There was a day that I was in need of prayer (that's every day, but I actually requested it this day). So my friend is praying for me in my kitchen. She has her hand on my back and I am soaking up her words and feeling the holy spirit moving in our presence. Then all of a sudden I am not hearing her words…they just sort of fade away…(she is still speaking)…but my ear is listening to something else. Another voice speaks. YOU are my bride. It was loud, and authoritative, and beautiful. And then it was gone…and my voice was left in my head saying, "um, what? What the heck does that mean?" (At this exact moment) out of the living room the song I walked down the aisle to at my wedding starts blaring from the speakers. This is bigger than I know. A little info about how the song was playing…I did not have that CD in the player, and the actual song is # 6 on the disc. Meaning…my daughter grabbed that CD out of the 125+ that I own, put it into the 3 disc CD player, and turned it to song 6… which is basically impossible to do without any other songs being heard while being skipped. HELLO GOD.
So I prayed about this fascinating bride scenario. I still am. I don't know the whole picture yet. But more has come…
Another day of requested prayer…night actually. Angst is a good word to describe how I was feeling. So there I am getting prayer again. And I see myself holding a bouquet of flowers. My bouquet is very small, puny actually. It feels and looks tiny, unworthy even. And then I see a big hand stretched out before my bouquet with a ton of beautiful, robust, not puny flowers in it. And I hear…"I have all of the flowers, stretched out before you, to add to your bouquet….and you are not taking them."
EPIPHANY: The flowers are not hidden in a cave. They are not in some wild, untrodden land that I cannot find or learn about fast enough. They are in front of my face. They are within an arms distance. I do not have to win this love. I do not have to work for it. But, I do have to trust. And sometimes that is very, very hard.
It is so easy to listen to the world. To listen to voices I am used to hearing. It is easy to think that I do not deserve an unending love. It is extremely easy to think that the gifts run out, or that I am not worthy of getting them anymore. The truth is that the flowers do not stop coming. I believe that I will get a full bouquet…start handing my flowers out…and then get new ones :) Actually, he told me that part too. OH what a beautiful thing. He never tires of helping us. He's always there. But he can't give me flowers if my hands are busy holding weeds. (If my metaphorical speaking is hard to follow, the weeds are lies.)

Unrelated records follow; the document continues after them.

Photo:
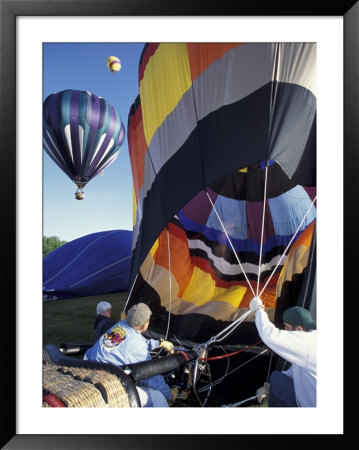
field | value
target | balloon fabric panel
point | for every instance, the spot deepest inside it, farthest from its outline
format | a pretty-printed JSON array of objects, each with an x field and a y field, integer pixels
[{"x": 227, "y": 133}]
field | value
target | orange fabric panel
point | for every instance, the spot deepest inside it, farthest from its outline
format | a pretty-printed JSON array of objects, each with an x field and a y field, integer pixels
[
  {"x": 306, "y": 237},
  {"x": 201, "y": 55},
  {"x": 181, "y": 265}
]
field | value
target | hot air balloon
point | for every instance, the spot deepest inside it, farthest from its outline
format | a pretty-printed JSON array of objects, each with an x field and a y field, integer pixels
[
  {"x": 222, "y": 142},
  {"x": 82, "y": 134},
  {"x": 113, "y": 64}
]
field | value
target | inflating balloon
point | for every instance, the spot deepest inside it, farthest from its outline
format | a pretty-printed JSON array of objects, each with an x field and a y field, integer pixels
[
  {"x": 113, "y": 64},
  {"x": 222, "y": 142},
  {"x": 82, "y": 134}
]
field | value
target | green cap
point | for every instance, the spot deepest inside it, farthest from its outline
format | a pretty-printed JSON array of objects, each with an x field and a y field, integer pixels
[{"x": 299, "y": 316}]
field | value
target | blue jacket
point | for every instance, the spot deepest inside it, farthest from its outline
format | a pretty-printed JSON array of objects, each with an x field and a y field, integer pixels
[{"x": 123, "y": 345}]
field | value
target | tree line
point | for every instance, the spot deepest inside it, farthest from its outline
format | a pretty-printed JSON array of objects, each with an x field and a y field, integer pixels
[{"x": 51, "y": 243}]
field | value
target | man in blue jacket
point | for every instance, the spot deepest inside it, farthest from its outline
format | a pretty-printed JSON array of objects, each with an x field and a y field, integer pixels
[{"x": 124, "y": 344}]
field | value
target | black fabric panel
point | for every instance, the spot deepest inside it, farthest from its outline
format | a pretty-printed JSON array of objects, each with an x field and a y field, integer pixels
[
  {"x": 234, "y": 136},
  {"x": 249, "y": 185}
]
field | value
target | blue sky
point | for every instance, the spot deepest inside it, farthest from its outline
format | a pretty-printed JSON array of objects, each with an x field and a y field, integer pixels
[{"x": 108, "y": 199}]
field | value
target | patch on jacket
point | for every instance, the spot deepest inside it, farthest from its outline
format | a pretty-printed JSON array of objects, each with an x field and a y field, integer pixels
[{"x": 114, "y": 337}]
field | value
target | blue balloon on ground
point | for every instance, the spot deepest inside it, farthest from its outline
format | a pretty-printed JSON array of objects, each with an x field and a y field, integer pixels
[{"x": 95, "y": 264}]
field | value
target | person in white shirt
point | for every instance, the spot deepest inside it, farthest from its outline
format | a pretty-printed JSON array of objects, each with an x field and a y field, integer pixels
[{"x": 296, "y": 387}]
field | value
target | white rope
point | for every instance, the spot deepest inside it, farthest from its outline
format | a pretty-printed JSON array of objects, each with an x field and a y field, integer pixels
[
  {"x": 290, "y": 242},
  {"x": 228, "y": 329},
  {"x": 170, "y": 282},
  {"x": 129, "y": 295},
  {"x": 262, "y": 232},
  {"x": 230, "y": 243}
]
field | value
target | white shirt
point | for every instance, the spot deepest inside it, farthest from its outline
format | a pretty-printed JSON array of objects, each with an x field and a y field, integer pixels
[{"x": 298, "y": 348}]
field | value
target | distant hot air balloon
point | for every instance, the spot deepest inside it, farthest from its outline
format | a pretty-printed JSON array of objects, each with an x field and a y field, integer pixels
[
  {"x": 113, "y": 63},
  {"x": 82, "y": 134}
]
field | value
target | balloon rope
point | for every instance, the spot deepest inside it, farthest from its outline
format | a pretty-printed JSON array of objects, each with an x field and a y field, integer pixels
[
  {"x": 230, "y": 328},
  {"x": 262, "y": 232},
  {"x": 170, "y": 281},
  {"x": 230, "y": 243},
  {"x": 129, "y": 295},
  {"x": 290, "y": 242}
]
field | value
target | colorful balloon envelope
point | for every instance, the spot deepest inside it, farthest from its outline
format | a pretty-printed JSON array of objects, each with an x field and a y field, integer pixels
[
  {"x": 82, "y": 134},
  {"x": 222, "y": 142},
  {"x": 113, "y": 64}
]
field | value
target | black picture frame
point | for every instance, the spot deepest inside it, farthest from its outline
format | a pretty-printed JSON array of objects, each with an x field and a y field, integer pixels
[{"x": 9, "y": 10}]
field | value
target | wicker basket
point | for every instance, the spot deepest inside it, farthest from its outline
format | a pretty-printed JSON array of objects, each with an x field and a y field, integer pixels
[{"x": 78, "y": 387}]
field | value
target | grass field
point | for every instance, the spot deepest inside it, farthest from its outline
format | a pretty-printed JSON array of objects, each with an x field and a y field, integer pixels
[{"x": 72, "y": 320}]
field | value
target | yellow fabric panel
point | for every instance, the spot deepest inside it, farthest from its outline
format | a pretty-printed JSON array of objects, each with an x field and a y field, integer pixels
[
  {"x": 295, "y": 264},
  {"x": 202, "y": 289},
  {"x": 161, "y": 92},
  {"x": 154, "y": 248}
]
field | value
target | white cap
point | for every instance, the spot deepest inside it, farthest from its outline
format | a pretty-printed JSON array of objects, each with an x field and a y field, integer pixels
[{"x": 102, "y": 307}]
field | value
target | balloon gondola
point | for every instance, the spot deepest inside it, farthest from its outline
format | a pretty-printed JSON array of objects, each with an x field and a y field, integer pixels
[{"x": 113, "y": 64}]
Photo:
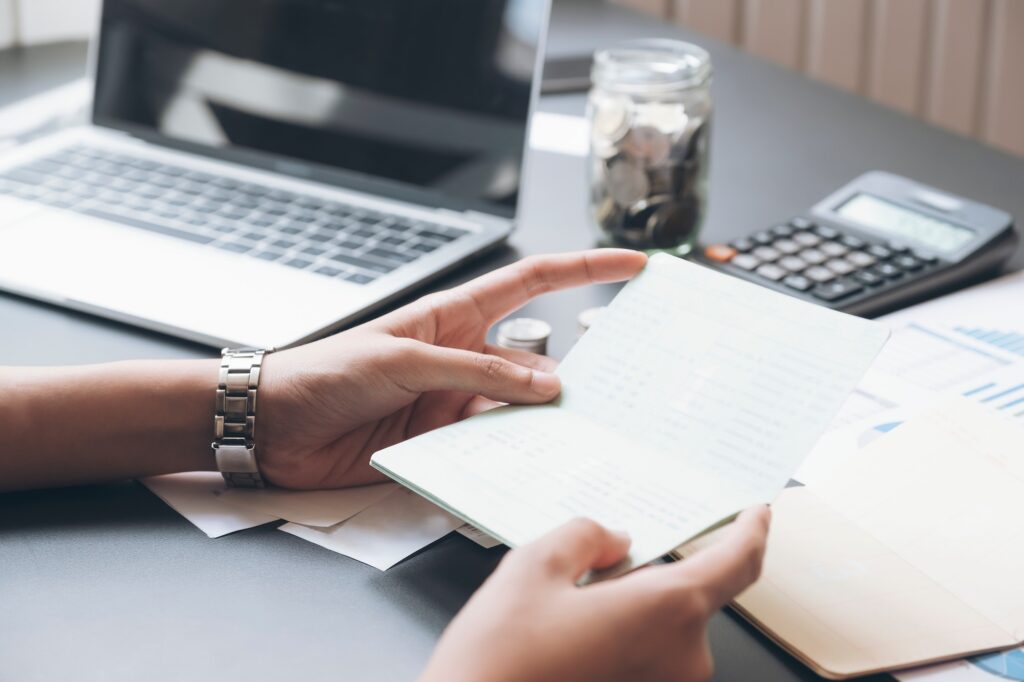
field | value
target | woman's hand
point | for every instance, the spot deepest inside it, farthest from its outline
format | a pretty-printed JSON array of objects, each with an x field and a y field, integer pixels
[
  {"x": 530, "y": 623},
  {"x": 325, "y": 408}
]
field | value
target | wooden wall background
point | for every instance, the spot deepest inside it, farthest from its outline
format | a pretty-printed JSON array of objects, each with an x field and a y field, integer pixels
[{"x": 956, "y": 64}]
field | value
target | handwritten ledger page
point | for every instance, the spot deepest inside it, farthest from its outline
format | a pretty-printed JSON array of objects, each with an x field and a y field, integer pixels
[{"x": 693, "y": 396}]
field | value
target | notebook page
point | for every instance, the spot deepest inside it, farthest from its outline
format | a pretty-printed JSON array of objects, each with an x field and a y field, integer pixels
[
  {"x": 694, "y": 395},
  {"x": 737, "y": 379}
]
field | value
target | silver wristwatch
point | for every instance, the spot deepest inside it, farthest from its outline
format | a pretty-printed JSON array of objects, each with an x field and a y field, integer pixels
[{"x": 235, "y": 421}]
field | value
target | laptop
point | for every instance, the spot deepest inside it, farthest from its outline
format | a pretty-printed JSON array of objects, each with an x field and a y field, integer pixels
[{"x": 260, "y": 172}]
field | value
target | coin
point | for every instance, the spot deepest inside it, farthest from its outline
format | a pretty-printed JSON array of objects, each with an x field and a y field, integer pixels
[
  {"x": 524, "y": 334},
  {"x": 673, "y": 223},
  {"x": 639, "y": 216},
  {"x": 648, "y": 143},
  {"x": 668, "y": 118},
  {"x": 627, "y": 182}
]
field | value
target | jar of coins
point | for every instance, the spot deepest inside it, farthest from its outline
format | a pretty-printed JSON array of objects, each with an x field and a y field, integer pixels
[{"x": 649, "y": 112}]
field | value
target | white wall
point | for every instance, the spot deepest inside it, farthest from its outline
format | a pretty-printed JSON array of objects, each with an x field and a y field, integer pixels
[
  {"x": 6, "y": 23},
  {"x": 33, "y": 22}
]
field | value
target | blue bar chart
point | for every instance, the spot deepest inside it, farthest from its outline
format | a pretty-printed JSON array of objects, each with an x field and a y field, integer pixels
[
  {"x": 1003, "y": 395},
  {"x": 1009, "y": 341}
]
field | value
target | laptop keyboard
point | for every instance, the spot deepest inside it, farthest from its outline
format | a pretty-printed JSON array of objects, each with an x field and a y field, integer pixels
[{"x": 306, "y": 232}]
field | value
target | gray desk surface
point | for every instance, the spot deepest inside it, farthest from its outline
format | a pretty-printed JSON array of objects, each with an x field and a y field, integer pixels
[{"x": 105, "y": 582}]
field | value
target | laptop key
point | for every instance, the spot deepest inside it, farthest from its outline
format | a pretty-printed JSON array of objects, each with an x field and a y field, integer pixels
[
  {"x": 434, "y": 235},
  {"x": 388, "y": 254},
  {"x": 153, "y": 227},
  {"x": 236, "y": 247},
  {"x": 359, "y": 278},
  {"x": 300, "y": 263},
  {"x": 364, "y": 263}
]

He can't fill me with truth, if I'm busy listening to lies. I thought I had already taken the necessary steps to get rid of my angst. (as if there is a formula, ugh)… I prayed. I prayed some more. I repented, and read. I had my friend pray for me. I yelled upward a few times. But, I left a loophole. I wasn't being completely transparent. I wasn't trusting him. Not completely. I reverted backward. Oh how we are like infants sometimes. I was saying yes, you are big, I get that. But you only have your hand on the good things in my life…not the hard things, or seemingly bad things. UM HELLO. I GAVE HIM MY WHOLE LIFE!!!! Why the heck am I trying to take some of it back and not let him touch it. Who knows…but tonight, I am handing it back over.
And I am excited to watch my bouquet grow.
James 1: 2-4
2 Consider it pure joy, my brothers and sisters,[a] whenever you face trials of many kinds, 3 because you know that the testing of your faith produces perseverance. 4 Let perseverance finish its work so that you may be mature and complete, not lacking anything.